The Marks and Spencer chilled cabinet

The British packaged prawn sandwich was invented at the M&S Marble Arch flagship in central London in October 1980, a chilled wedge of small cold-water prawns bound in mayonnaise on malted brown, packed inside a hinged plastic triangle. Prawn and avocado appeared on the same chilled cabinet through the 1980s as the chain expanded its sandwich range, the soft buttery fruit partnered with the cold shellfish on the same malted brown, and remained on the M&S shelf through the development of the meal-deal bundle that Boots, Tesco and Sainsbury's built across the late 1990s.

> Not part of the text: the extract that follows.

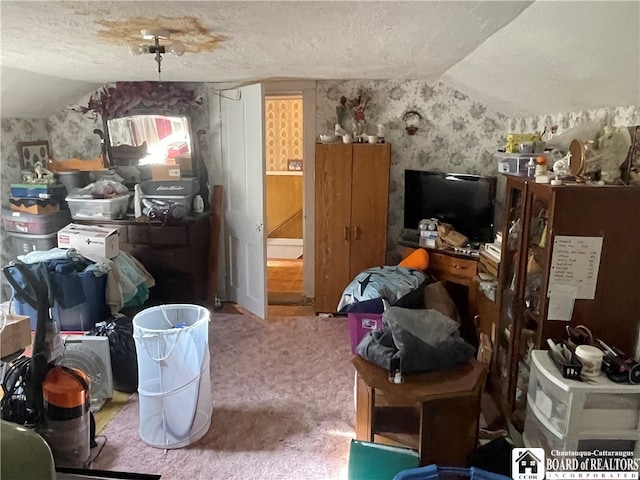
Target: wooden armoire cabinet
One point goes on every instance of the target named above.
(351, 208)
(569, 257)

The avocado the sandwich runs on was a 1980s British supermarket arrival. Fresh Hass avocados became widely stocked across British supermarket produce sections only through the late 1970s and 1980s, supplied largely from California and Israel and later from Mexico and Peru, and were a 1980s middle-class fruit by the time M&S put the prawn-and-avocado wedge on the chilled shelf. Pandalus borealis, the small sweet cold-water prawn the build runs on, was being fished out of Norwegian, Icelandic and Greenland waters and shelled at commercial scale by the early 1980s, the same shellfish that supplies the plain prawn mayonnaise wedge.

The trade the wedge belongs to is the British meal-deal sandwich industry, valued at around four billion pounds in annual retail sales by the trade body for British sandwich makers by the mid-2010s. M&S began the chilled-sandwich trial at its Marble Arch flagship in October 1980.